Besides, I was too busy considering how much guts it takes to claim, as Missouri Mud’s menu does, “the best Reuben in KC.” I decided that it took even more guts to keep it on the menu because the sandwich wouldn’t even make my top 40. The corned beef was so dry, I thought for a minute that it had been made with beef jerky. The side dish, a little Styrofoam cup of pasta salad, was excellent, but I detest eating with plastic forks. Wouldn’t it be cheaper and better for the environment to just wash metal flatware? I blurted this out, not realizing that Ashley was peering over at our table from behind a display of Torani syrups.
“Children of the Corn,” Truman hissed as a warning.

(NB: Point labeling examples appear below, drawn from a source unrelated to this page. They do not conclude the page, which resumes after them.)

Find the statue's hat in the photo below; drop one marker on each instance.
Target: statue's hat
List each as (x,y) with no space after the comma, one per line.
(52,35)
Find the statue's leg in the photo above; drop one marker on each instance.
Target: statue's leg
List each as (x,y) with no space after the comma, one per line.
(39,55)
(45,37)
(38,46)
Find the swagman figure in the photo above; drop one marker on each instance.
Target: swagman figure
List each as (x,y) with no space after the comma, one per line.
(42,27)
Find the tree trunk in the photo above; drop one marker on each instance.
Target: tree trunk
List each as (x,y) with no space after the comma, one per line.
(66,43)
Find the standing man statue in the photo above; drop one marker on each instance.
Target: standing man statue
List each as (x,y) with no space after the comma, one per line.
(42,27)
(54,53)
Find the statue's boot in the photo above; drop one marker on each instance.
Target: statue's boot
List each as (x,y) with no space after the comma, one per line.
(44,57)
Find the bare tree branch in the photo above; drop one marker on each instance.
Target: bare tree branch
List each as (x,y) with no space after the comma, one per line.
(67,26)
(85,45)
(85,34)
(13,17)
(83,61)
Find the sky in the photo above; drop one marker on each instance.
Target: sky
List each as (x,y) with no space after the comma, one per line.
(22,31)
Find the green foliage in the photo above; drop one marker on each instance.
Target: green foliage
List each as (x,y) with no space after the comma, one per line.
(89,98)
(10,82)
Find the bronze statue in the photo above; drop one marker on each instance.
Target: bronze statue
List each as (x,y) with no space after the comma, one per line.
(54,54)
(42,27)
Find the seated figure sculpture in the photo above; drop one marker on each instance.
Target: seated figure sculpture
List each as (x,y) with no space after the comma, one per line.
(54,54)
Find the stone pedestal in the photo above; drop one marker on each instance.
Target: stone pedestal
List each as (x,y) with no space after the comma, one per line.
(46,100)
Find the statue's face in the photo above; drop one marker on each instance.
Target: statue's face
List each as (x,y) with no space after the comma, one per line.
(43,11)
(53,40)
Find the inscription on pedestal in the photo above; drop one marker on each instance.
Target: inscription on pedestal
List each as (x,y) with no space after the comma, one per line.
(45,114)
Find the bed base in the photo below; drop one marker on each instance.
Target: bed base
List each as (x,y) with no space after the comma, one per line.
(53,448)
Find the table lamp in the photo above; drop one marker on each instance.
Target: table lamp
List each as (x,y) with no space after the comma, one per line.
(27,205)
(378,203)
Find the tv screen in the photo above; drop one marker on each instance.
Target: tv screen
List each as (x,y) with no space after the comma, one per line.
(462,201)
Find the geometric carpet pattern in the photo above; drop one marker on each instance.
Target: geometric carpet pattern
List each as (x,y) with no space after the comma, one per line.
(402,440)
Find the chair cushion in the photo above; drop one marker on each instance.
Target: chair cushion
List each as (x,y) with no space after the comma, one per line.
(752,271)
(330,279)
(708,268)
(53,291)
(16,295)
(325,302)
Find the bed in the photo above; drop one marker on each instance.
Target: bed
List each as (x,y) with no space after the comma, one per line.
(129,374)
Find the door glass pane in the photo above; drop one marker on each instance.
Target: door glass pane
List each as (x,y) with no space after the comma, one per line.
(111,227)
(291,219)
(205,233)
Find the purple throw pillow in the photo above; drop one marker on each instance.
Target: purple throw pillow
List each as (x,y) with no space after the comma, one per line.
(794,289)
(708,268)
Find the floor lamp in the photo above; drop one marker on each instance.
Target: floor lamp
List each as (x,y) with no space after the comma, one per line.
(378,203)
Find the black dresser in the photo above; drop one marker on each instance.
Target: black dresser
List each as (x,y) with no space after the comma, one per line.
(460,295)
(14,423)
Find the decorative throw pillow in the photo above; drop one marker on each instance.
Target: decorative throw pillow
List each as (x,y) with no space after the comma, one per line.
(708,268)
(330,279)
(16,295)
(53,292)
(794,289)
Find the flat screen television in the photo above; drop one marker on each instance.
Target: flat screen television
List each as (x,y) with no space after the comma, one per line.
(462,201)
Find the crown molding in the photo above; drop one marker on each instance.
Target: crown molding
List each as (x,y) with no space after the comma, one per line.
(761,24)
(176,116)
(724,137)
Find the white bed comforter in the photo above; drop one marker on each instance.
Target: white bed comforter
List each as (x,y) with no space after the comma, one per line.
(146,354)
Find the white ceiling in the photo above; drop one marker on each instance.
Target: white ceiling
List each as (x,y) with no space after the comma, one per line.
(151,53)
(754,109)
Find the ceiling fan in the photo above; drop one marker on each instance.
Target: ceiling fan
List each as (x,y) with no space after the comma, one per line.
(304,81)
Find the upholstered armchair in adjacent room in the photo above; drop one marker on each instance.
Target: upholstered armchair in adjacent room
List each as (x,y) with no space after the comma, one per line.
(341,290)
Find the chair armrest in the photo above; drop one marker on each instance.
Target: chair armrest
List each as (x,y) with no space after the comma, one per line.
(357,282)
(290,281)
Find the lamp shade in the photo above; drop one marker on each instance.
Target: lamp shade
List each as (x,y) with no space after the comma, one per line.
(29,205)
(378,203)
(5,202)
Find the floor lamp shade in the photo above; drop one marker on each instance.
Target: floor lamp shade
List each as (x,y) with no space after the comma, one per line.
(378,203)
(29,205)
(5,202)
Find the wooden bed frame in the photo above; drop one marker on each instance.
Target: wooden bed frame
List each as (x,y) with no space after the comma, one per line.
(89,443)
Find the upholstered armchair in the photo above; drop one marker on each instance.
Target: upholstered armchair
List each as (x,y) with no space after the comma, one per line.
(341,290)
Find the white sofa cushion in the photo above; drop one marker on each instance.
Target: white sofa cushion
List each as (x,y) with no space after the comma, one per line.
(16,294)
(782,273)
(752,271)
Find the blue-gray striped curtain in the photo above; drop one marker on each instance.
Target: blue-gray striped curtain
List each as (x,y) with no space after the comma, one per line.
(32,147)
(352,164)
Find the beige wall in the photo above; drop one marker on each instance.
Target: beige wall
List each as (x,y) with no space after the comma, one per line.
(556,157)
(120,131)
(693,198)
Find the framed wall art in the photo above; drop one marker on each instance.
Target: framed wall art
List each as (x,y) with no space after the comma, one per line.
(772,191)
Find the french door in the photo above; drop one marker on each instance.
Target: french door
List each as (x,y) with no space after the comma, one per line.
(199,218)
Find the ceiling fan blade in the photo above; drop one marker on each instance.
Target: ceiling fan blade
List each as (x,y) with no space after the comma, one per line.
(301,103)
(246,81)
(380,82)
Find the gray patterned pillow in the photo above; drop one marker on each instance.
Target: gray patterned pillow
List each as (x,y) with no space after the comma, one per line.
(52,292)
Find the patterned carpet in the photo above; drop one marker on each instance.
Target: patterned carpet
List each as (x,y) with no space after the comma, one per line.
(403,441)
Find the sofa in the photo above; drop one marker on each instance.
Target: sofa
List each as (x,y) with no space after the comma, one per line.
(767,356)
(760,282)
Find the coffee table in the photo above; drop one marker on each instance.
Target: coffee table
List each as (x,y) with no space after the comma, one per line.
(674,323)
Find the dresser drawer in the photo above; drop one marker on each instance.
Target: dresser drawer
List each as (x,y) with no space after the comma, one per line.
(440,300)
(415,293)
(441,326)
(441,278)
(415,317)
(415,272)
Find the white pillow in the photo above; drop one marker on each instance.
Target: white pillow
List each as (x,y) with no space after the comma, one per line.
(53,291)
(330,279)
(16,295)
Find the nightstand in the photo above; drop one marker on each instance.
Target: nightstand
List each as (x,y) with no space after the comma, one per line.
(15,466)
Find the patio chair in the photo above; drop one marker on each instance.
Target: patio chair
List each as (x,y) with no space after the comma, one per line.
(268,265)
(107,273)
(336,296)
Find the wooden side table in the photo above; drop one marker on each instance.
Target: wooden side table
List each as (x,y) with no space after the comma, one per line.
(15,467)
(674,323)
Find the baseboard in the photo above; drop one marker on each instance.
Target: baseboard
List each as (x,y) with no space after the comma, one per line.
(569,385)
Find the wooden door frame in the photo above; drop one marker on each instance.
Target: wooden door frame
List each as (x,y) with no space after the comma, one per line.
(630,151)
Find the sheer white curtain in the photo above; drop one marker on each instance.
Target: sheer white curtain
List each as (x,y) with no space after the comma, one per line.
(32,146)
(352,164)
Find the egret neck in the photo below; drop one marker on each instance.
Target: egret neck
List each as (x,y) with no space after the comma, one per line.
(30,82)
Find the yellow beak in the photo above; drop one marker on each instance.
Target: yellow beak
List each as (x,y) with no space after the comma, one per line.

Andrew and Kelly, meanwhile, had ordered gyro sandwiches that looked beautiful, with wonderfully creamy dill tzatziki sauce. I finally understood why the sandwich is this shop’s calling card. Tina Alyea uses the best pita bread I’ve tasted in a long time — it was well worth the drive, no matter how much Truman had complained.
We proceeded to share an order of the excellent baklava. The pumpkin pie cake, however, tasted like a prize recipe from a Pillsbury Bake-Off: spicy and sweet with a crunchy topping. I’d make one in the unlikely event that I ever got invited to a church potluck.
I returned for breakfast a few days later with Carol Ann and Truman, who insisted on going again because he wanted to taste a Greek omelet with gyro meat. He thought it sounded like a combination of “Athens and Waffle House.” That’s a good description, although he and Carol Ann raved about the four-egg creation folded over feta cheese, onions and tomatoes, served with a dollop of the tzatziki and four wedges of grilled pita.
It was a lovely, satisfying dish. I wished I had ordered it, but I’d gone for the stuffed breakfast pita, loaded with scrambled eggs, spicy sausage, onions and mushrooms and blanketed, unfortunately, with molten American cheese. I considered scraping it off, but that processed cheese food might as well be glue.
We enjoyed the fine house-made breakfast pastries, such as a hefty cappuccino fudge muffin that Carol Ann loved, and fudgy chocolate brownies that were nearly as big as paperbacks — better than doughnuts but maybe not so good with a stuffed breakfast pita because I truly was stuffed by the time we rolled out of there.
Carol Ann and Truman thought the Missouri Mud Company was fabulous, fun and adorable. They loved chatting with Trish and Ashley, were fans of the 1960s music playing over the sound system, and couldn’t stop talking about the pastries.
“And what did you think?” they asked me.
“It was sweet,” I replied. If I said anything more, my name would be mud.